Bien que défait à Nicée, le parti des ariens modérés — parfois qualifié d'« eusébiens », suivant une expression du successeur d'Alexandre d'Alexandrie, le jeune nicéen Athanase élu au siège épiscopal alexandrin en 328[25] — compte de puissants soutiens au sein du cercle impérial : Hélène, la mère de l'empereur, affiche sa dévotion pour Lucien d'Antioche tandis que Constantia conserve son amitié à Eusèbe[24]. En outre, la décision de Nicée n’apaise pas les tensions et, peut-être à l'issue d'une « seconde session » du concile[6] — dont l'existence, fondée sur une lettre des deux évêques exilés en Gaule, est débattue[24] — Constantin infléchit sa position en amnistiant Arius dans un geste d’apaisement tentant de concilier les deux partis[26]. Eusèbe et Théogonios profitent de l'occasion pour plaider leur cause en arguant que c'est à leur fidélité à Arius qu'ils doivent leur exil ; après avoir présenté à l'empereur une profession de foi jugée assez orthodoxe[6] et bénéficié du soutien de Constantia, Eusèbe est réintégré dans ses fonctions en 328, après trois ans d'exil[26].

Rentré en grâce, il met son crédit retrouvé auprès de l'empereur au service du parti arien. Dès 329, Eusèbe obtient la déposition d'Eustathe d'Antioche, virulent opposant à Arius lors du concile de Nicée, et prend la tête en Asie Mineure de la réaction antinicéenne qui, usant de son influence auprès des autorités, multiplie les dépositions d'évêques du parti opposé[27].

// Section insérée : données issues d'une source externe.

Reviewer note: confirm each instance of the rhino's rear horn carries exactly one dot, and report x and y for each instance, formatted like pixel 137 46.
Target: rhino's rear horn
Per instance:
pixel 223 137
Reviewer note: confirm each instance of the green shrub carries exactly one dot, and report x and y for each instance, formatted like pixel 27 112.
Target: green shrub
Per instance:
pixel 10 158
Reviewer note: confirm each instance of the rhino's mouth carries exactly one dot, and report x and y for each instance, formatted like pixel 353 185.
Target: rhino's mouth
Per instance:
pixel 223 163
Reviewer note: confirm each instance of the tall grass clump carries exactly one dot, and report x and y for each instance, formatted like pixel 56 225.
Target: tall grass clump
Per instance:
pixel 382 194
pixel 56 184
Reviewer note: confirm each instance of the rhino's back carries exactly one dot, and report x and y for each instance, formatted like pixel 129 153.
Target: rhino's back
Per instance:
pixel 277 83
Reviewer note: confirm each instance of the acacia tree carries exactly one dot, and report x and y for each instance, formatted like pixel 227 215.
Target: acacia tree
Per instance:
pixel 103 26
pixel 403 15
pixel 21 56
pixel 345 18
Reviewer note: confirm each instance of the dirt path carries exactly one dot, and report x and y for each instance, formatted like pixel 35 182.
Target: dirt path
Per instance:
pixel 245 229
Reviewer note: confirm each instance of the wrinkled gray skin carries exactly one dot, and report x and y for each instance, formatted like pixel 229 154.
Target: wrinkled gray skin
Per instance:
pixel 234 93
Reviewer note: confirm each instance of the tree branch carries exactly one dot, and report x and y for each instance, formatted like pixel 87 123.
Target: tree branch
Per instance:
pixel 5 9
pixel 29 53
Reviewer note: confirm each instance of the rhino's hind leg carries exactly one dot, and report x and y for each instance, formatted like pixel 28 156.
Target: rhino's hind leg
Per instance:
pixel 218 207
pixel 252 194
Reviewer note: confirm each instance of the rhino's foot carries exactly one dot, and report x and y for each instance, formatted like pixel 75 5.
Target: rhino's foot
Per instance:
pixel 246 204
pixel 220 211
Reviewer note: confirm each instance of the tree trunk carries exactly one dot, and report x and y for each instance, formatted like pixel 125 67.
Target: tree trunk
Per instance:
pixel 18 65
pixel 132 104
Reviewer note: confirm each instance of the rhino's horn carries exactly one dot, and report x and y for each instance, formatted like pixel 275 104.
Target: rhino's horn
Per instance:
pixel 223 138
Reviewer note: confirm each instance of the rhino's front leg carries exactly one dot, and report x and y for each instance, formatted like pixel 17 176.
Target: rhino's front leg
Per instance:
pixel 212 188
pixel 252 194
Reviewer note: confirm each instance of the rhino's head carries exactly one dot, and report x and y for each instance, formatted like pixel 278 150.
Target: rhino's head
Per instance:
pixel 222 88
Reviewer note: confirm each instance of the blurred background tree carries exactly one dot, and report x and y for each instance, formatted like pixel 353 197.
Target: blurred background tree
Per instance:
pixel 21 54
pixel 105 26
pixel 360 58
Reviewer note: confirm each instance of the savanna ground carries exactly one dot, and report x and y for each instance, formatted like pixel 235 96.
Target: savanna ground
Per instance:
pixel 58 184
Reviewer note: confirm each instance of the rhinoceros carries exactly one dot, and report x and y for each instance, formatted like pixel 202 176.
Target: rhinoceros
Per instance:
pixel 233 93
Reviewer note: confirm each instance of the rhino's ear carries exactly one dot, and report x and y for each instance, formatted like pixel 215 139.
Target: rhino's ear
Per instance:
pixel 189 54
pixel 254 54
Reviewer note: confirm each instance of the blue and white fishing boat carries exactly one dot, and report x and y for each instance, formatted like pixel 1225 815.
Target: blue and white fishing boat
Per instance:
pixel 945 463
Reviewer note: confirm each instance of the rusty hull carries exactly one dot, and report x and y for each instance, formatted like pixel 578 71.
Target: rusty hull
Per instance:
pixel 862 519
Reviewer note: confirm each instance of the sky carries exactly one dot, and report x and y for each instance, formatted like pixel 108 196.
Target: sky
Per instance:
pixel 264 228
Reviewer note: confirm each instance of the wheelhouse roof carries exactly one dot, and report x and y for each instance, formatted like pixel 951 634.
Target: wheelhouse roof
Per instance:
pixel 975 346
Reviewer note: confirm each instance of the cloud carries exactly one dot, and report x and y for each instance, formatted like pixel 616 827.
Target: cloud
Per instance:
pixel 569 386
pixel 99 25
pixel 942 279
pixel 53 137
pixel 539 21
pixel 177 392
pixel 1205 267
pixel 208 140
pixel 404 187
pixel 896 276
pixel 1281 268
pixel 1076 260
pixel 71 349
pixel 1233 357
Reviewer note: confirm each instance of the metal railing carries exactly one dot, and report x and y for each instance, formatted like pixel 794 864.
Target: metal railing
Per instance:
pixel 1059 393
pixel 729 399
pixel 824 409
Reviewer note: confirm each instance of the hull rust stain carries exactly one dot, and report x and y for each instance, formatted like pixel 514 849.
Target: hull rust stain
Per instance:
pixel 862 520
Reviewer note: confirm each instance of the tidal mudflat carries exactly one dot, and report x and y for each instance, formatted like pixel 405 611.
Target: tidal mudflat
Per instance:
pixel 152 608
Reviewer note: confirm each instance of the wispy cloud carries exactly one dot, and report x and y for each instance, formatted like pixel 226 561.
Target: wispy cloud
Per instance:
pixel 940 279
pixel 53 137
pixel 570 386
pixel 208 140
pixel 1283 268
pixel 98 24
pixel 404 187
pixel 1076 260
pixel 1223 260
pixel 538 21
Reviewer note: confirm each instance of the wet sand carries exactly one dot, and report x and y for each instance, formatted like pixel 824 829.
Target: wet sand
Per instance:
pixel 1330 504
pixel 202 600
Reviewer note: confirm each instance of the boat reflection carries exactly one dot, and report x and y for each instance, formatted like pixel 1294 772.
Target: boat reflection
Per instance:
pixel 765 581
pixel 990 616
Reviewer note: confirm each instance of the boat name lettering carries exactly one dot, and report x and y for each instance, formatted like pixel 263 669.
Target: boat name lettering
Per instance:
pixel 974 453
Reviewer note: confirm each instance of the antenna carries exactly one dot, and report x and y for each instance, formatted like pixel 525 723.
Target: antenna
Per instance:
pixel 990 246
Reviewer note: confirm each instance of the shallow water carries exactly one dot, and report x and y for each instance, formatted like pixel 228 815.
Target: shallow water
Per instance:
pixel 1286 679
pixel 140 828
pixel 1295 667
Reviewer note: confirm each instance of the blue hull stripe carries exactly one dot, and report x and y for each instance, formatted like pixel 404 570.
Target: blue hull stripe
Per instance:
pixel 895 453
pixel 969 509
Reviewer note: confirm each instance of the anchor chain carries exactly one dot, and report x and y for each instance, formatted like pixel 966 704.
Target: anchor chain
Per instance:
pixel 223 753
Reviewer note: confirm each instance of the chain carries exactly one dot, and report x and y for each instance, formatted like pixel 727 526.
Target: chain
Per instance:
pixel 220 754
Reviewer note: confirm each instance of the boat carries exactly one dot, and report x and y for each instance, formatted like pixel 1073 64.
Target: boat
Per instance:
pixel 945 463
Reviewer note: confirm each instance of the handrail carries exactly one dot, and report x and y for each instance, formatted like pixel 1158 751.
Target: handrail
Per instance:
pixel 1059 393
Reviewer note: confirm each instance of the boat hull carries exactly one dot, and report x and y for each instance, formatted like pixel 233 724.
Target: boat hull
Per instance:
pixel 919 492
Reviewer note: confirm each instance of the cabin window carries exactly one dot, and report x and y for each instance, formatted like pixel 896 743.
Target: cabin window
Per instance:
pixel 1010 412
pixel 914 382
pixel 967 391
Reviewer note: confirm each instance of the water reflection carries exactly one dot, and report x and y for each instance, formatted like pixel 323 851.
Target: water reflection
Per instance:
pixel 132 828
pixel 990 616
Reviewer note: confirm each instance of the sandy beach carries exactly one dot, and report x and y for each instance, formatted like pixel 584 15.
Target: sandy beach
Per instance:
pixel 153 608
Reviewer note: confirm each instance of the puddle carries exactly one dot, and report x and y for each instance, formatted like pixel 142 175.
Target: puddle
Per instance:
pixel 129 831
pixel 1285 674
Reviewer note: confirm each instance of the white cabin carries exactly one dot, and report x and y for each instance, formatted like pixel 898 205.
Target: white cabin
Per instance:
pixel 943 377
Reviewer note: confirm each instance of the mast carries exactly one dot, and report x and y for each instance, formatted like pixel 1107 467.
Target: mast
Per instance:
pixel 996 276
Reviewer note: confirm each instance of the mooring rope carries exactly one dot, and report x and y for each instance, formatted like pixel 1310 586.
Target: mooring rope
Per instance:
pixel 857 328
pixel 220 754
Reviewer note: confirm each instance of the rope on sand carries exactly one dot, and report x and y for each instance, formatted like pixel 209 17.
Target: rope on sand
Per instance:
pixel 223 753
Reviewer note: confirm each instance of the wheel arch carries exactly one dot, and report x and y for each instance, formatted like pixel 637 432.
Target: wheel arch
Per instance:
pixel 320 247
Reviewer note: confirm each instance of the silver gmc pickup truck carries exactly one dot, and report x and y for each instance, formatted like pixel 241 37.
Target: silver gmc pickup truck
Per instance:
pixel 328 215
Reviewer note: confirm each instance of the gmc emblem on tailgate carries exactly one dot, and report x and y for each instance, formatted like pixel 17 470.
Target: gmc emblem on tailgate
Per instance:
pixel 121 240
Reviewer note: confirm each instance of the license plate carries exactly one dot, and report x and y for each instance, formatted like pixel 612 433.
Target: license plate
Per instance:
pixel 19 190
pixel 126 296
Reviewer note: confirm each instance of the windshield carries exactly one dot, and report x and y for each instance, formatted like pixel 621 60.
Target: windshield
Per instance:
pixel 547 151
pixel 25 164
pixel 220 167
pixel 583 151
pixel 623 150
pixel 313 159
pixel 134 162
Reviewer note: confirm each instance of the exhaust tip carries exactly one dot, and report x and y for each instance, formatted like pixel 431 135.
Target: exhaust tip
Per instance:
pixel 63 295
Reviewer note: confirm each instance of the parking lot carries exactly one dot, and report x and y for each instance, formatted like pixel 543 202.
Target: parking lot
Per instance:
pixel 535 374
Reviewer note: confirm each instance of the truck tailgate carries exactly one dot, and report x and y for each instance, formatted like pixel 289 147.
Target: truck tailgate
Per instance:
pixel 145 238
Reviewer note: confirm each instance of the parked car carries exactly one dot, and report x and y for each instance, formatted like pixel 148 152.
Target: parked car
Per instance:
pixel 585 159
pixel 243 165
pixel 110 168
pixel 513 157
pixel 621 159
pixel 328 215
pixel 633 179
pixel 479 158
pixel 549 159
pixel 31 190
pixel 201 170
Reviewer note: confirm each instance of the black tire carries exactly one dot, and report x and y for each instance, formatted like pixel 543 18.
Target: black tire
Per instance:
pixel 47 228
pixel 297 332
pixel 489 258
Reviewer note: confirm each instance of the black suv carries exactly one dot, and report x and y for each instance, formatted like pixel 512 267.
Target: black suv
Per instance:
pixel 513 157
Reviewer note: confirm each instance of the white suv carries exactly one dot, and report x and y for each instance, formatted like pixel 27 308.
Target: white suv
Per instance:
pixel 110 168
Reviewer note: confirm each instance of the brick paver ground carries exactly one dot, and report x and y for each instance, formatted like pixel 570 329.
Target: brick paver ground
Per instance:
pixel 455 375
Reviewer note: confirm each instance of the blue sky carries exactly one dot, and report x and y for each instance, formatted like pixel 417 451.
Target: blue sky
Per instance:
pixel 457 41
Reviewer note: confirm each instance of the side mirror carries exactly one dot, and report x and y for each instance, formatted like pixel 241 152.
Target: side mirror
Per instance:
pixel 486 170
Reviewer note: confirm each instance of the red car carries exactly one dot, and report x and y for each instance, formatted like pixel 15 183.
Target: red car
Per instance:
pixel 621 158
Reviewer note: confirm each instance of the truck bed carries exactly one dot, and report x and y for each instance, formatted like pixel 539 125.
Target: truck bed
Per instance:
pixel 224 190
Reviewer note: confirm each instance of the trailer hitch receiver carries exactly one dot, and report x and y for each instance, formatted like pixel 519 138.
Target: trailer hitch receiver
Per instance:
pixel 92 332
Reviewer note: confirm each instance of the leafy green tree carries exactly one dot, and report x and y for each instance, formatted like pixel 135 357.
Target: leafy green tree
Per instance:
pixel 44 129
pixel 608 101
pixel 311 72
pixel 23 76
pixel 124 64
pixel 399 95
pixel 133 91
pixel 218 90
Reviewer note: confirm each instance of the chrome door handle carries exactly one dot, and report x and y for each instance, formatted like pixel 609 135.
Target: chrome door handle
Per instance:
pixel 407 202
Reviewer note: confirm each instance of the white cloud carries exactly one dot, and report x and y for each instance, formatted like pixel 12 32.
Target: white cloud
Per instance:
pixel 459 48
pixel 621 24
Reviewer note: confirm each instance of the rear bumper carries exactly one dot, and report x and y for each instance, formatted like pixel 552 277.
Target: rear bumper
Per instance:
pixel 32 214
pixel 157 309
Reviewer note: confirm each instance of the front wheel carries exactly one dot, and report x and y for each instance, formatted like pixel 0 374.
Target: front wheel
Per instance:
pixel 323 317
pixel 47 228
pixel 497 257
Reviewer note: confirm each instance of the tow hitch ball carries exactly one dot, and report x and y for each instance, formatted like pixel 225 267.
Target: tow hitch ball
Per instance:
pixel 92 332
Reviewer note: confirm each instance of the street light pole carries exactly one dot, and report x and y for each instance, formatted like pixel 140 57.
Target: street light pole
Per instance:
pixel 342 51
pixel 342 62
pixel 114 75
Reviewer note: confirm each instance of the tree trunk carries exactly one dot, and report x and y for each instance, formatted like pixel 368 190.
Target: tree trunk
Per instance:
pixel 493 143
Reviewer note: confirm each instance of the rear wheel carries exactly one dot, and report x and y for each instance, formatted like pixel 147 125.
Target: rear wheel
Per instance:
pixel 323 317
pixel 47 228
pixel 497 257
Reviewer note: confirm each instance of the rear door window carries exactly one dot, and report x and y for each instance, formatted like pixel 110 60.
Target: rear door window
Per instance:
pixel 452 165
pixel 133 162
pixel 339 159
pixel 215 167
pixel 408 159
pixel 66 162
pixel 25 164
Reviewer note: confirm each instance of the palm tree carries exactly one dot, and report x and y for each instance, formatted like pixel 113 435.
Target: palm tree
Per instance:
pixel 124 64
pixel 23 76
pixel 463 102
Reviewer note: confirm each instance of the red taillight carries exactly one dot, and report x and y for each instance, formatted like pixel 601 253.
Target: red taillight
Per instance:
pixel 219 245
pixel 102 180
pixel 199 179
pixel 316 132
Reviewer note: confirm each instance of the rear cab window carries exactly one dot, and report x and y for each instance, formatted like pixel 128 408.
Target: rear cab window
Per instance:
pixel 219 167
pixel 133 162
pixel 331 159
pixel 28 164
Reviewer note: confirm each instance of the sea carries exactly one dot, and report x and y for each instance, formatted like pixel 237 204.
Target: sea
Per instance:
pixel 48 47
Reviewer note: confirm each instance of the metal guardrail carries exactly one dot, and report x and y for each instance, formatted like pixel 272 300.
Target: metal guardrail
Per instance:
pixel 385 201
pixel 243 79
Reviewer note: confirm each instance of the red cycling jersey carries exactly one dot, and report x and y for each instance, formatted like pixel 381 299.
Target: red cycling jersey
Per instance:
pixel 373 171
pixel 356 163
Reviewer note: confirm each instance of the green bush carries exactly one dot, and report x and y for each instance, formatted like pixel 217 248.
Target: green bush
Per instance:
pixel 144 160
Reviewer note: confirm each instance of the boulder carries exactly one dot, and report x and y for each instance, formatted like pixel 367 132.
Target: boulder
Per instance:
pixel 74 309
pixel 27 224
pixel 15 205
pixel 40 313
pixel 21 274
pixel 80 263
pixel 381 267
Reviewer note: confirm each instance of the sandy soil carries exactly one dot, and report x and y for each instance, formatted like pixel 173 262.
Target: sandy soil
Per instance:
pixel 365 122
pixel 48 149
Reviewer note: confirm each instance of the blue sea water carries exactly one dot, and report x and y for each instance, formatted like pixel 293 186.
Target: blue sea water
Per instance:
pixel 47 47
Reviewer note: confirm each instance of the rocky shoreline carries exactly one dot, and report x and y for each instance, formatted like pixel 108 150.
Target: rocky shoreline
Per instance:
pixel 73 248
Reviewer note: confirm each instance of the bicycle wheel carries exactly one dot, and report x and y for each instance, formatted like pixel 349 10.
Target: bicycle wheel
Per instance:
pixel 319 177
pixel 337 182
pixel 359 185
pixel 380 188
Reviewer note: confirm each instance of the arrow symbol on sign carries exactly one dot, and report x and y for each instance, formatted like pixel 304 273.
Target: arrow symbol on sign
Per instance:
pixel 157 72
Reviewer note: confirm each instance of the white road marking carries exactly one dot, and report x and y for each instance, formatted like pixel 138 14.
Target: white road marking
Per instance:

Après la mort de Constantia vers 330, Jules Constance, demi-frère de Constantin, épouse une parente d'Eusèbe, fille de Julius Julianus, nommée Basilina[28]. Le couple, qui à l'instar d'Eusèbe et de Constantia défend l'arianisme, donne naissance à Gallus et au futur empereur Julien[29] dont, selon Ammien Marcellin, l'éducation religieuse aurait été confiée au prélat[30]. Les eusébiens organisent différents synodes locaux pour asseoir leurs positions[6] et Constantin, constamment sollicité par les différents partis et probablement conseillé par Eusèbe[31], convoque un nouveau concile de conciliation à Césarée de Palestine vers 334 auquel l'inflexible évêque nicéen Athanase refuse de se rendre[31]. L'année suivante, l'empereur convoque alors, de manière plus impérieuse, un nouveau concile à Tyr au cours duquel le parti eusébien est soutenu par l'appareil d'état dans son opposition à l'évêque d'Alexandrie et à l'issue duquel ce dernier est déposé. Après un ultime débat contradictoire tenu à Constantinople en présence d'Eusèbe et de ses partisans, comme Eusèbe de Césarée, Ursace et Valens de Mursa, Athanase est exilé par Constantin à Trèves[32].

Dernières années

En mai 337, peu avant la Pentecôte, Eusèbe administre le baptême à Constantin malade et revenu à Nicomédie pour finir ses jours[15], après que l'empereur se soit vêtu d'une tunique blanche et ait confessé ses fautes[33].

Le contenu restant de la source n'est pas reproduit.